At long last, autumn arrived at Floating Axe Farm. Real autumn. You know… the part where the leaves drop.
Aside from being beautiful, leaves are useful. If you’re no till/Back to Eden gardening like we are, leaves are your friend. They provide a thick, happy layer of covering for your soil that has the added benefit of creating new planting medium as it decomposes.
The trick, of course, is getting them from the lawn (where they’re a nuisance) to the field (where they’re an integral part of a healthy ecosystem).
It’s pretty basic work: rake, pile, load, move, dump, spread. Over and over and over. And when I say “over and over,” what I mean is for a solid week and a half… and counting.
As the leaves turn, we ooh and ahh… knowing that in a few short days, they’ll be on the ground and in need of manual relocation. Our manual relocation.

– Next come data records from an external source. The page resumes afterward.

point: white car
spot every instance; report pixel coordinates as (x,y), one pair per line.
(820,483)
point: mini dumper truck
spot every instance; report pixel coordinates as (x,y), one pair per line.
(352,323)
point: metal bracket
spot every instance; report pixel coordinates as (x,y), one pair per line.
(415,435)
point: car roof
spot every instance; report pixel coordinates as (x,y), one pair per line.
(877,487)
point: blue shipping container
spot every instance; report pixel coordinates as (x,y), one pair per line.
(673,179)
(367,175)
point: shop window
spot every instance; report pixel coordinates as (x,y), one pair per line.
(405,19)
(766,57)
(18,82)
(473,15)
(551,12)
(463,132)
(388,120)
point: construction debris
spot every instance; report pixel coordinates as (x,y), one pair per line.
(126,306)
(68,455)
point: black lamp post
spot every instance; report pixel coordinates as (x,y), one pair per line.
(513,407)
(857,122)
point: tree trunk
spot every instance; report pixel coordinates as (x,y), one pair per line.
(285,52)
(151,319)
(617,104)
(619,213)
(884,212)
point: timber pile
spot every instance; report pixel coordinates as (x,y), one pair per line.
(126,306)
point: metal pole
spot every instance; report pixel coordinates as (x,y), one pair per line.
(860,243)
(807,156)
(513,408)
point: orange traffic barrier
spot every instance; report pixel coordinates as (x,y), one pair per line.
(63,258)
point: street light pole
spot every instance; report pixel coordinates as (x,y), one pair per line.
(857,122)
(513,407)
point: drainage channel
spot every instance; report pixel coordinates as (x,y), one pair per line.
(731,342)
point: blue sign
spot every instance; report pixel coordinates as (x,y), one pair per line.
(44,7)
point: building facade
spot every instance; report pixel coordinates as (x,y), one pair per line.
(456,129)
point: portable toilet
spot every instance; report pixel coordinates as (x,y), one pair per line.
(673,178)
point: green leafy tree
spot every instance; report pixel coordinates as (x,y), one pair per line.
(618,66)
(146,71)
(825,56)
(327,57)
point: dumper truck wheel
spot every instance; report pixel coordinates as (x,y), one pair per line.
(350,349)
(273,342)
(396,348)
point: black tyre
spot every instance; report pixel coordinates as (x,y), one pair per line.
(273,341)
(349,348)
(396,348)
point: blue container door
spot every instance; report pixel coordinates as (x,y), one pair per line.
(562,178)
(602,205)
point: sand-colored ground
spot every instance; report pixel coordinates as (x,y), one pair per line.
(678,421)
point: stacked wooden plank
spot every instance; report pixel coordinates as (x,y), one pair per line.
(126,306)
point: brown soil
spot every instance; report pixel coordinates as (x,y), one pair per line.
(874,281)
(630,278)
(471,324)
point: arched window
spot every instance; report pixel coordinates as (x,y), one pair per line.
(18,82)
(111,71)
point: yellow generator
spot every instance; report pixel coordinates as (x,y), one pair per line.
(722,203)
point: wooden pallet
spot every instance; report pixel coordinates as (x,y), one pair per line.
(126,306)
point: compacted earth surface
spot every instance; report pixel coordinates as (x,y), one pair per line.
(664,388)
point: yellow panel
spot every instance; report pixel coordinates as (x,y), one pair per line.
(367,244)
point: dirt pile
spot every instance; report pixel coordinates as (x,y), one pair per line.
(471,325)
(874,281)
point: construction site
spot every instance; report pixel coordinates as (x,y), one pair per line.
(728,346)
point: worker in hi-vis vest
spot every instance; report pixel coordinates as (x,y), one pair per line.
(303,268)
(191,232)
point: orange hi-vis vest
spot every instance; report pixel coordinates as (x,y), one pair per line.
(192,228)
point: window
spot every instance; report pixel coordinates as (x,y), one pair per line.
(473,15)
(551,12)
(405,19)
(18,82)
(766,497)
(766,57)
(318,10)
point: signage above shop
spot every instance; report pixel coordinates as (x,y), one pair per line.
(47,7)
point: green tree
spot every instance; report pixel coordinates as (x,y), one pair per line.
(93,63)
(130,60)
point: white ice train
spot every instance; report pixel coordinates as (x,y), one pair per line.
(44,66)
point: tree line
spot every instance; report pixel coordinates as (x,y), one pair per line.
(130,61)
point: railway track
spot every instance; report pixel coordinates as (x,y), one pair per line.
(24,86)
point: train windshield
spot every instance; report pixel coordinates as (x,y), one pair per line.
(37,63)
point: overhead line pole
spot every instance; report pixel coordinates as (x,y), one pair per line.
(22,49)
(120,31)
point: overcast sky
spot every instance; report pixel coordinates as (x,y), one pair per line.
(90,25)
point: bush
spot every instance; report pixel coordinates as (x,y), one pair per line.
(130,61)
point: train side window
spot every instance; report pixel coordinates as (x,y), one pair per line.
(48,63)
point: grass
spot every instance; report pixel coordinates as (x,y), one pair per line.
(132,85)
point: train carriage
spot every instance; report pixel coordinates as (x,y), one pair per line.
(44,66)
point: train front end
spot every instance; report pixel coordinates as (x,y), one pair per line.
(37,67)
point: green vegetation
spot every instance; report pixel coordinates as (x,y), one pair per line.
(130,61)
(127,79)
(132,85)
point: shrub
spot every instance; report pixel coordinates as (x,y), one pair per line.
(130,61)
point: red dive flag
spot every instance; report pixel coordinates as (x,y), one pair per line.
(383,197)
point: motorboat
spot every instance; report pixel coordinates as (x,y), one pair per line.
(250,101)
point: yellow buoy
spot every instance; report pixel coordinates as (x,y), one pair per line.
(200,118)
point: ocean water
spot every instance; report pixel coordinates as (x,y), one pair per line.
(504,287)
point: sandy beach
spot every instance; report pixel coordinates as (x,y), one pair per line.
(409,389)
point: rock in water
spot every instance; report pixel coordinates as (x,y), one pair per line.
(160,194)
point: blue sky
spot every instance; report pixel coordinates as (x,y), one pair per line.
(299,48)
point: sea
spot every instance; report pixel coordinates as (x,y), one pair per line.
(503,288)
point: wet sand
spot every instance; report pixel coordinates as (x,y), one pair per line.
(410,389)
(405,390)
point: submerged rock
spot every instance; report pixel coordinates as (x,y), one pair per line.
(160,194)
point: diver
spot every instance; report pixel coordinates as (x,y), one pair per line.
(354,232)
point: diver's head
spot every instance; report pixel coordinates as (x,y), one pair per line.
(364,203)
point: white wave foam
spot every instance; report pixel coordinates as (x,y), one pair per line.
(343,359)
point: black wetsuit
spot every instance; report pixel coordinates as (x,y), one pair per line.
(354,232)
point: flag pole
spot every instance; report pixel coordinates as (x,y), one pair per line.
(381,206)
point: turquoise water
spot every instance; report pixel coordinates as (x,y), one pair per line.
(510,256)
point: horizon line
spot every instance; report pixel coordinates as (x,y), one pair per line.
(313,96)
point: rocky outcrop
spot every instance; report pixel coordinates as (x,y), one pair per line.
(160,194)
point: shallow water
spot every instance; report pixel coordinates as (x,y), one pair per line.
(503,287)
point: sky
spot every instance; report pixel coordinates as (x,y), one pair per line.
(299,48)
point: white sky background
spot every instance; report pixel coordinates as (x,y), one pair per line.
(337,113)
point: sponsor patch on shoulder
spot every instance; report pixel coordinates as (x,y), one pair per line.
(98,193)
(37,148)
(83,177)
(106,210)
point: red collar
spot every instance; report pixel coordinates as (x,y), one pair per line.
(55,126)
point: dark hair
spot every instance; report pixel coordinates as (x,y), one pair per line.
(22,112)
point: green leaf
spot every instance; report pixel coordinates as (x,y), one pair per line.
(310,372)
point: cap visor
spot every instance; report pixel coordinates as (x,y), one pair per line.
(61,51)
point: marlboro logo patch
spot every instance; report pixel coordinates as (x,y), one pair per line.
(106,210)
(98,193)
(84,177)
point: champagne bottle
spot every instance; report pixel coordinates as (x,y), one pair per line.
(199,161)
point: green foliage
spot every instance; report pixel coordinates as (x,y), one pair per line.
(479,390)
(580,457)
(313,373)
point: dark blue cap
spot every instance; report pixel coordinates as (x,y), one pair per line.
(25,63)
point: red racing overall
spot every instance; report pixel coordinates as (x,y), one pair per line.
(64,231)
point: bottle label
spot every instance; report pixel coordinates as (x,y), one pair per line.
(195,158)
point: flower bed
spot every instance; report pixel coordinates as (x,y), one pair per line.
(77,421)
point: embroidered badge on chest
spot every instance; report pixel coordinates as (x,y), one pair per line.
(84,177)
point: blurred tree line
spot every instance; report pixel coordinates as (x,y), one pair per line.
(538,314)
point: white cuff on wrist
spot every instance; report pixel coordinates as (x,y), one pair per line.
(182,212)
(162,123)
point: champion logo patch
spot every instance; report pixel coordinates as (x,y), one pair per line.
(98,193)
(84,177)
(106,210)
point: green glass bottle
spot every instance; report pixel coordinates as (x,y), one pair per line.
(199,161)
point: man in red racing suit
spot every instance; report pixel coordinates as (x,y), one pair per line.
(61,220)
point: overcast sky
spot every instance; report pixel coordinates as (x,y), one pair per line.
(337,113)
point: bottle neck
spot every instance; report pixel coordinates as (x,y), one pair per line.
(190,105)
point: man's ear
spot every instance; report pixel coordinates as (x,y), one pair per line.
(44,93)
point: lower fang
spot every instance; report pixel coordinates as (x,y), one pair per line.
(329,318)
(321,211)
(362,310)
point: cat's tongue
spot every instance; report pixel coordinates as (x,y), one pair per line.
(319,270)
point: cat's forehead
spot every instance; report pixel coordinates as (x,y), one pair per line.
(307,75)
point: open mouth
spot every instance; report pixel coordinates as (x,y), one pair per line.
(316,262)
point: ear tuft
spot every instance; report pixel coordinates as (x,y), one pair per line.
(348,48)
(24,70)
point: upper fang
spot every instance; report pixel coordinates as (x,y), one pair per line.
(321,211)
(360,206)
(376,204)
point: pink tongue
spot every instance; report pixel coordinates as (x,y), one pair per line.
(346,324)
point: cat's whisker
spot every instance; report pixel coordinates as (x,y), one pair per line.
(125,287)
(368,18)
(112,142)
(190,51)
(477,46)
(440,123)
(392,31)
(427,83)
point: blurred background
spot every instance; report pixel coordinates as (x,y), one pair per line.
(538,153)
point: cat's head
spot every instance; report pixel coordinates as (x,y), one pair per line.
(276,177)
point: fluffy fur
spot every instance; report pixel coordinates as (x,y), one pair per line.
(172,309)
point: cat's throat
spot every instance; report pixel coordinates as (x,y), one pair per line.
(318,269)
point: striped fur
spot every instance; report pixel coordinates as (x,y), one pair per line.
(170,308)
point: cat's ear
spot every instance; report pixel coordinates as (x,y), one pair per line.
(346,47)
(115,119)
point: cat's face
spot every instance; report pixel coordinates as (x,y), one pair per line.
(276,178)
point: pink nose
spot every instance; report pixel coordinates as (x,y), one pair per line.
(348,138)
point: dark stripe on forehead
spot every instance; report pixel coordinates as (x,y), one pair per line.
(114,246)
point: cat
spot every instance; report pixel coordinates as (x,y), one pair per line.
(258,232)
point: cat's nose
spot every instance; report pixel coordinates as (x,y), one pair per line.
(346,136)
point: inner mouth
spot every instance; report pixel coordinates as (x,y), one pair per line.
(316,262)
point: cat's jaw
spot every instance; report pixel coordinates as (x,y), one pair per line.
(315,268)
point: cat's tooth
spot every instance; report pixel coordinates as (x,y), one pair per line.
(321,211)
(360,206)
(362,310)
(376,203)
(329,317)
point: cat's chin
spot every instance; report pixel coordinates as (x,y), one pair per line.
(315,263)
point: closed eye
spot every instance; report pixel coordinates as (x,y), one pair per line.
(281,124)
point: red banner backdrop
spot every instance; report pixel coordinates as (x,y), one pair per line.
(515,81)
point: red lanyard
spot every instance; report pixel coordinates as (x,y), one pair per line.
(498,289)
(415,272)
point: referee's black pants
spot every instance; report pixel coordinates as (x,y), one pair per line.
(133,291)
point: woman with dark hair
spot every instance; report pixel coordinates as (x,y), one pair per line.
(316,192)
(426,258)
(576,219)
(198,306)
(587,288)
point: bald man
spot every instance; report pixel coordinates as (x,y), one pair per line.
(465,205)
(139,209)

It’s hard work. But it can be fun, too. And since we have many hands, the work is definitely lighter. We have rakes of all sizes, and people of all sizes, and a truck that can be filled and then bounce its way into the back fields to be dumped.
We went to bed last night to a carefully swept carpet of grass. We woke up to an ocean of yellow leaves and not a green blade in sight. Over breakfast, we looked at each other knowingly. Time to grab the rakes, kids.